Every year, Australians break sporting world records through a combination of ingenuity, grit and teamwork. Sport is a source of personal and national pride for millions. In this book, economist, politician and triathlete Andrew Leigh argues that sport can embody both achievement and egalitarianism. On the starting line, what matters isn’t athletes’ wealth or connections but their hard work. In a fair tournament, the last-placed team starts the next year with a fighting chance to win the grand final.

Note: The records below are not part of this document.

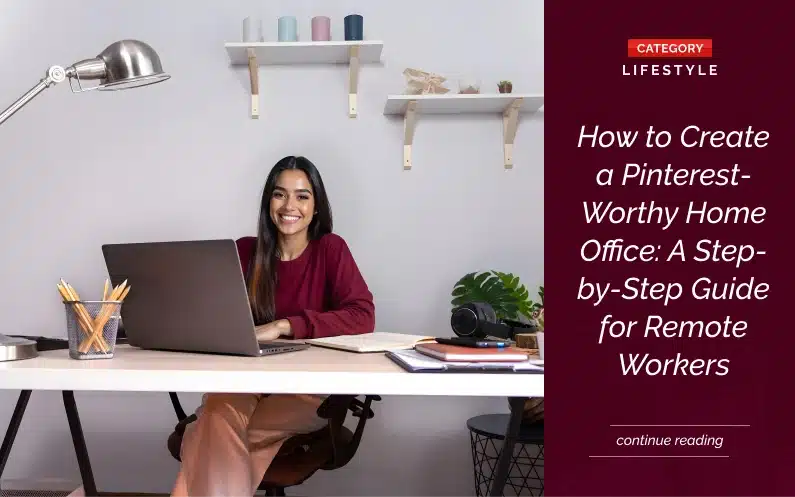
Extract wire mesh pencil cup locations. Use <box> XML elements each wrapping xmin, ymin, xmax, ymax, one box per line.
<box><xmin>64</xmin><ymin>300</ymin><xmax>121</xmax><ymax>359</ymax></box>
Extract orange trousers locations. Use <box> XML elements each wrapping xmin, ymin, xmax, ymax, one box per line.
<box><xmin>171</xmin><ymin>393</ymin><xmax>327</xmax><ymax>497</ymax></box>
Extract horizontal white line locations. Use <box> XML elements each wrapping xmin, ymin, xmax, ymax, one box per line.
<box><xmin>610</xmin><ymin>425</ymin><xmax>751</xmax><ymax>428</ymax></box>
<box><xmin>588</xmin><ymin>456</ymin><xmax>729</xmax><ymax>459</ymax></box>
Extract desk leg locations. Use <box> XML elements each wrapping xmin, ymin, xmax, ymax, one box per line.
<box><xmin>63</xmin><ymin>390</ymin><xmax>98</xmax><ymax>497</ymax></box>
<box><xmin>489</xmin><ymin>397</ymin><xmax>528</xmax><ymax>497</ymax></box>
<box><xmin>0</xmin><ymin>390</ymin><xmax>31</xmax><ymax>481</ymax></box>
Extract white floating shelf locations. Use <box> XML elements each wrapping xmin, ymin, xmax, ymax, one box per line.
<box><xmin>225</xmin><ymin>40</ymin><xmax>384</xmax><ymax>119</ymax></box>
<box><xmin>384</xmin><ymin>93</ymin><xmax>544</xmax><ymax>169</ymax></box>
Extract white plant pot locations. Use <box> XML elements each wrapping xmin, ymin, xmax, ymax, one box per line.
<box><xmin>536</xmin><ymin>331</ymin><xmax>544</xmax><ymax>359</ymax></box>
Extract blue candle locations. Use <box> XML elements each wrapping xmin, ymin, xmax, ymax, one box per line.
<box><xmin>279</xmin><ymin>16</ymin><xmax>298</xmax><ymax>41</ymax></box>
<box><xmin>345</xmin><ymin>14</ymin><xmax>364</xmax><ymax>40</ymax></box>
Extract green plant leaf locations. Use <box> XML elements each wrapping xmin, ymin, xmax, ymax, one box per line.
<box><xmin>451</xmin><ymin>271</ymin><xmax>532</xmax><ymax>319</ymax></box>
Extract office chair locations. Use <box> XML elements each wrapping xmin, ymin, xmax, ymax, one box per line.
<box><xmin>168</xmin><ymin>392</ymin><xmax>381</xmax><ymax>497</ymax></box>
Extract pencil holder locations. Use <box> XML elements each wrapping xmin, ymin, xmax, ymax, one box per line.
<box><xmin>64</xmin><ymin>300</ymin><xmax>121</xmax><ymax>359</ymax></box>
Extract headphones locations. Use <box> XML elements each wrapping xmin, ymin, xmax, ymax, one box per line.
<box><xmin>450</xmin><ymin>302</ymin><xmax>538</xmax><ymax>340</ymax></box>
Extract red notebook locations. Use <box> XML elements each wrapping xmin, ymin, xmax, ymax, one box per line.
<box><xmin>414</xmin><ymin>343</ymin><xmax>530</xmax><ymax>362</ymax></box>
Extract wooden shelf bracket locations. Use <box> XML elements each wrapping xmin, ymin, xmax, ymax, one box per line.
<box><xmin>348</xmin><ymin>45</ymin><xmax>360</xmax><ymax>118</ymax></box>
<box><xmin>247</xmin><ymin>48</ymin><xmax>259</xmax><ymax>119</ymax></box>
<box><xmin>502</xmin><ymin>98</ymin><xmax>522</xmax><ymax>169</ymax></box>
<box><xmin>403</xmin><ymin>100</ymin><xmax>417</xmax><ymax>170</ymax></box>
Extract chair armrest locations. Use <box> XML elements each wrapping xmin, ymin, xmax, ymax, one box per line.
<box><xmin>317</xmin><ymin>395</ymin><xmax>381</xmax><ymax>469</ymax></box>
<box><xmin>168</xmin><ymin>392</ymin><xmax>188</xmax><ymax>421</ymax></box>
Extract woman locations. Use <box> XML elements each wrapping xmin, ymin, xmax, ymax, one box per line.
<box><xmin>171</xmin><ymin>156</ymin><xmax>375</xmax><ymax>497</ymax></box>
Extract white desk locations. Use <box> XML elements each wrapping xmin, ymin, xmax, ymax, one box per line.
<box><xmin>0</xmin><ymin>345</ymin><xmax>544</xmax><ymax>497</ymax></box>
<box><xmin>0</xmin><ymin>345</ymin><xmax>544</xmax><ymax>397</ymax></box>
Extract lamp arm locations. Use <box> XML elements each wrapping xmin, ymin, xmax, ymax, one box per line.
<box><xmin>0</xmin><ymin>66</ymin><xmax>66</xmax><ymax>124</ymax></box>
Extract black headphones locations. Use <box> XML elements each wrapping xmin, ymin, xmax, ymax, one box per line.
<box><xmin>450</xmin><ymin>302</ymin><xmax>538</xmax><ymax>340</ymax></box>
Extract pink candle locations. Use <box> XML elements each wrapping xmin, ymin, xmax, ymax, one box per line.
<box><xmin>312</xmin><ymin>16</ymin><xmax>331</xmax><ymax>41</ymax></box>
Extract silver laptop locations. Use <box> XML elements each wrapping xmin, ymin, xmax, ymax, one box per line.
<box><xmin>102</xmin><ymin>240</ymin><xmax>309</xmax><ymax>357</ymax></box>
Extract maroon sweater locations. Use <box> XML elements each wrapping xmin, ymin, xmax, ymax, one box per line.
<box><xmin>237</xmin><ymin>233</ymin><xmax>375</xmax><ymax>339</ymax></box>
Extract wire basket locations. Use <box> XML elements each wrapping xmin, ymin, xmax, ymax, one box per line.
<box><xmin>64</xmin><ymin>300</ymin><xmax>121</xmax><ymax>359</ymax></box>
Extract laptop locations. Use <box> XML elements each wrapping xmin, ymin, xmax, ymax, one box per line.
<box><xmin>102</xmin><ymin>239</ymin><xmax>309</xmax><ymax>357</ymax></box>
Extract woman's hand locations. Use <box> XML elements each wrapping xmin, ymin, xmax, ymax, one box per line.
<box><xmin>254</xmin><ymin>319</ymin><xmax>292</xmax><ymax>342</ymax></box>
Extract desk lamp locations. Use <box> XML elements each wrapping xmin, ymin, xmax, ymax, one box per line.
<box><xmin>0</xmin><ymin>40</ymin><xmax>170</xmax><ymax>356</ymax></box>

Yet, over the past generation, the Australian economy hasn’t matched the performances of our top sportspeople. The nation that brought home a glittering haul of medals from the Tokyo Olympics, and the urn from the last three Ashes series, has an economy that’s unfit for the challenges of the future. Productivity is in the doldrums, and student test scores are falling. The business start-up rate has dropped, and markets aren’t as competitive as they should be.
Leigh argues that we don’t have a shared national story about the kind of economy we want to build, or the kind of society we want to live in, and that this is where sport can provide the necessary inspiration. Sport isn’t just about winning—it’s about how we play the game.
Sport provides the most powerful rebuttal to the myth that we have to choose between fairness and excellence. Sport reminds us that we can celebrate the underdog and cheer the champion. Sport demonstrates that innovation and equality can go together.